E, por fim, em uma nota mais pessoal, em relação à minha idade, ele me incentivou a fazer o melhor sobre minha educação (ele parecia particularmente feliz que a minha escolaridade incluir Latim, Estudos Religiosos, e uma rodada generosa das Ciências - em suma, um clássico ensino Inglês de gramática – ele sentiu que isso daria exatamente o tipo de aterramento que um estudante sério de Magia necessita), e quando ele entendeu que o meu interesse pelo ocultismo foi me levando a uma certa quantidade de ostracismo social, até mesmo problemas com assédio moral na escola, ele recomendou-me o quarto poder da Esfinge: a de que, assim como Saber, Querer & Ousar, deve-se lembrar ainda quando Calar...

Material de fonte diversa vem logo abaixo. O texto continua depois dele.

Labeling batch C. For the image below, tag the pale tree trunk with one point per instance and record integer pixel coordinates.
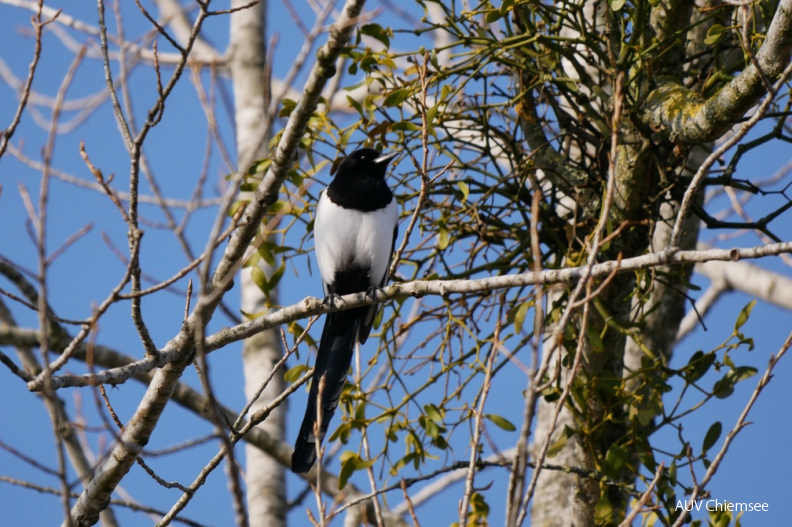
(264, 476)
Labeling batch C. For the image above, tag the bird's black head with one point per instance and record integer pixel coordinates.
(365, 162)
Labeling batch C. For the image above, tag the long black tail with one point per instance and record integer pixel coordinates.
(332, 363)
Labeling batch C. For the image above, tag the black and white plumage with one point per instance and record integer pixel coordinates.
(354, 234)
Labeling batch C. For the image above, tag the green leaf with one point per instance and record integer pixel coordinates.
(714, 34)
(558, 446)
(396, 97)
(463, 187)
(493, 16)
(433, 413)
(519, 315)
(265, 251)
(616, 4)
(615, 459)
(376, 31)
(293, 374)
(259, 278)
(712, 436)
(698, 365)
(347, 468)
(501, 422)
(405, 126)
(445, 91)
(442, 239)
(742, 318)
(277, 275)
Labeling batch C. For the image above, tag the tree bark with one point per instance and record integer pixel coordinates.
(264, 475)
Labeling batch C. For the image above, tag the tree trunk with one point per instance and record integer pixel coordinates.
(265, 478)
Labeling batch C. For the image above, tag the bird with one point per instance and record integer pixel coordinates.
(354, 235)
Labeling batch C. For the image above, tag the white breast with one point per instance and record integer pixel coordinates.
(347, 235)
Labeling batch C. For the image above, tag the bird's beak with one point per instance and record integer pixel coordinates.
(385, 158)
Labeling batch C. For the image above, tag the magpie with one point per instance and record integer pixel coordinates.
(354, 234)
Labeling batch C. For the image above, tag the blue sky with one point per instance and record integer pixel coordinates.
(757, 468)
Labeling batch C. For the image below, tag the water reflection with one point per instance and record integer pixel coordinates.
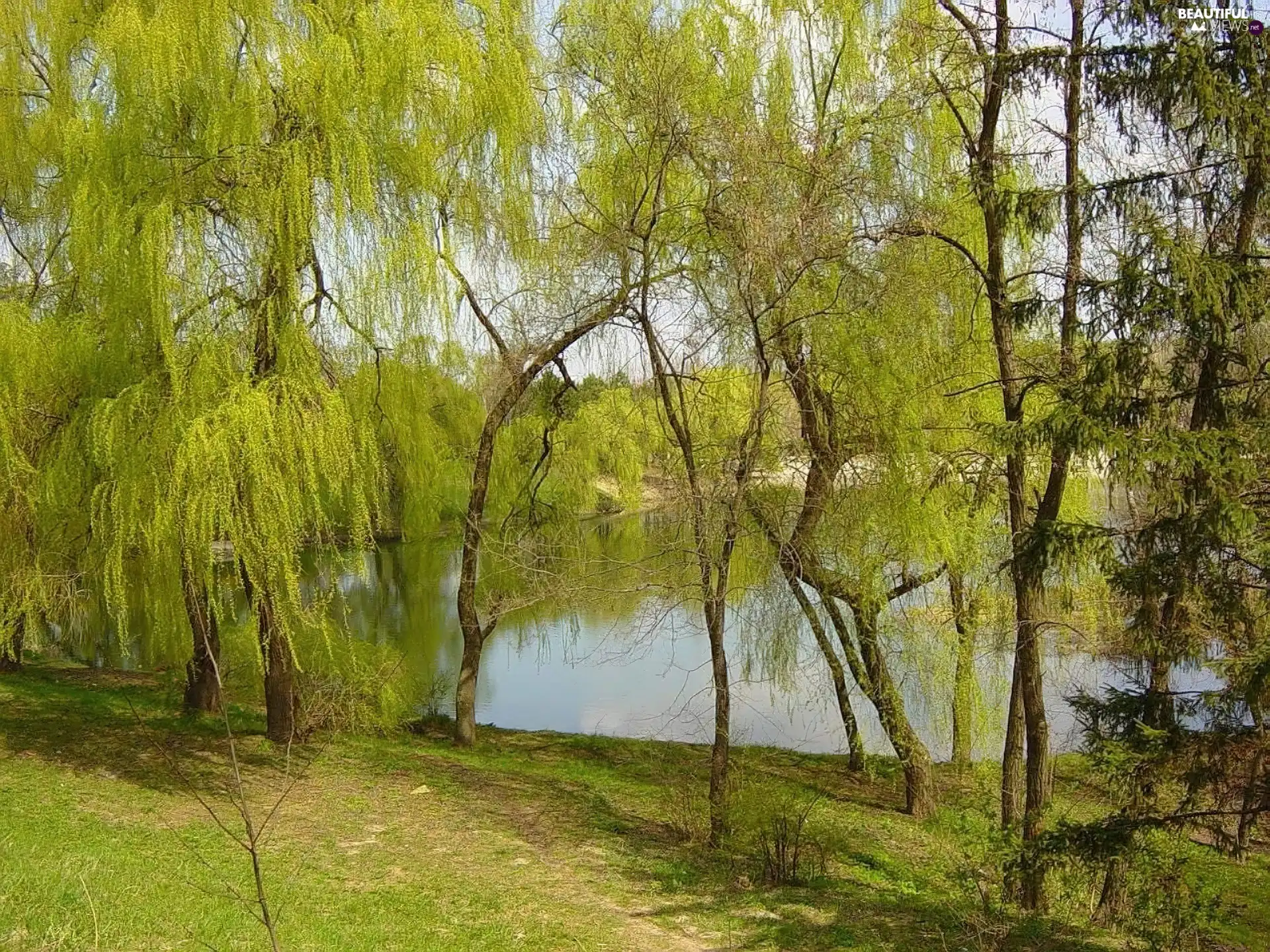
(606, 639)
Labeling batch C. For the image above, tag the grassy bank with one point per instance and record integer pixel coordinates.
(526, 842)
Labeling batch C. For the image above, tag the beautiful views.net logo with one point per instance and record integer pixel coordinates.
(1228, 18)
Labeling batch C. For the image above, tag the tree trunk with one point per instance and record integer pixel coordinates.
(11, 653)
(1115, 896)
(469, 619)
(1039, 766)
(280, 695)
(912, 753)
(855, 744)
(1013, 756)
(963, 677)
(202, 674)
(465, 694)
(720, 748)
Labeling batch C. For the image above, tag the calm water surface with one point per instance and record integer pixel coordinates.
(616, 647)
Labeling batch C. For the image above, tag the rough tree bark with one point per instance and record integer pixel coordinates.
(202, 687)
(963, 677)
(855, 743)
(11, 653)
(281, 701)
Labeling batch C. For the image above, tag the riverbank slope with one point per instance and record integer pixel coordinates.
(527, 842)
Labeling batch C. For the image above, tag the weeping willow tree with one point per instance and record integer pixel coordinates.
(248, 194)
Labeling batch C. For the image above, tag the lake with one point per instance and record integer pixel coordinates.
(607, 640)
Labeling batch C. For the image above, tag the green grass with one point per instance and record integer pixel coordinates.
(525, 842)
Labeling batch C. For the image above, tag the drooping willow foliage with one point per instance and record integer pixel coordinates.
(226, 206)
(276, 276)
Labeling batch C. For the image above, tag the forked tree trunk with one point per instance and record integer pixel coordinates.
(963, 677)
(11, 653)
(1013, 754)
(719, 750)
(912, 753)
(202, 684)
(855, 743)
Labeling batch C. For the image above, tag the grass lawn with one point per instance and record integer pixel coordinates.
(526, 842)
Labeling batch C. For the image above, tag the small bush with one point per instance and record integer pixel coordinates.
(361, 691)
(781, 838)
(687, 809)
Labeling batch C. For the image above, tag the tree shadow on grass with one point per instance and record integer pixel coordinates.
(122, 725)
(540, 796)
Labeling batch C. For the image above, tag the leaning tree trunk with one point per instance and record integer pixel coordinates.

Finalmente, para encerrar, eu sei que uma imagem de Grant é muitas vezes pintada como autocrática, da ‘velha escola autoritária, que pode muito bem ter sido assim – várias pessoas me levaram a acreditar que ele era realmente mais fácil para começar se você NÃO FOSSE um membro de sua Ordem Tifoniana! – mas a coisa que me impressionou nele foi sua dedicação óbvia ao feminino dæmoníaco. Sua defesa da obra de Dion Fortune, e Marjorie Cameron (em uma época em que a maioria das pessoas, se estivessem cientes de TUDO dela, só pensava nela como a "viúva Jack Parsons"), e seu ativo encorajamento de sucessivas gerações de mulheres ocultistas fortes tais como Margaret Ingalls (‘Nema’), Janice Ayers & Jan Bailey, Mishlen Linden, Linda Falorio, Mary Hedger - assim como sua devoção ao longo da vida à sua esposa, a artista Steffi Grant, atestam isso .
A última ligação viva a Aleister Crowley, Gerald Gardner, Eugen Grosche, e Austin Osman Spare, seu legado ainda está para ser completamente avaliado e não veremos outro como ele novamente.
In Memoriam à Kenneth Grant, 1924-2011, agora ido à sua Maior Festa.
Nota de Rodapé:
[1] TOPY ou TOPYNA significa Thee Temple ov Psychick Youth: Irmandade fundada em 1985 que permaneceu em atividade até 2008. Vários membros de peso no mundo artístico participaram desta Irmandade, como PsychicTV, Coil, 93 Current e Genesis P Orridge onde usavam um sistema funcional para a desmitificação da Magick usando técnicas modernas e pagãs.
Matthew Levi Stevens© - 2011
Este artigo foi publicado na Chaosphere Magazine - Issue 3 - 2011
©Tradução de Cláudio César de Carvalho - 2011
Matthew Levi Stevens é escritor, pesquisador, artista e trabalha com livros raros.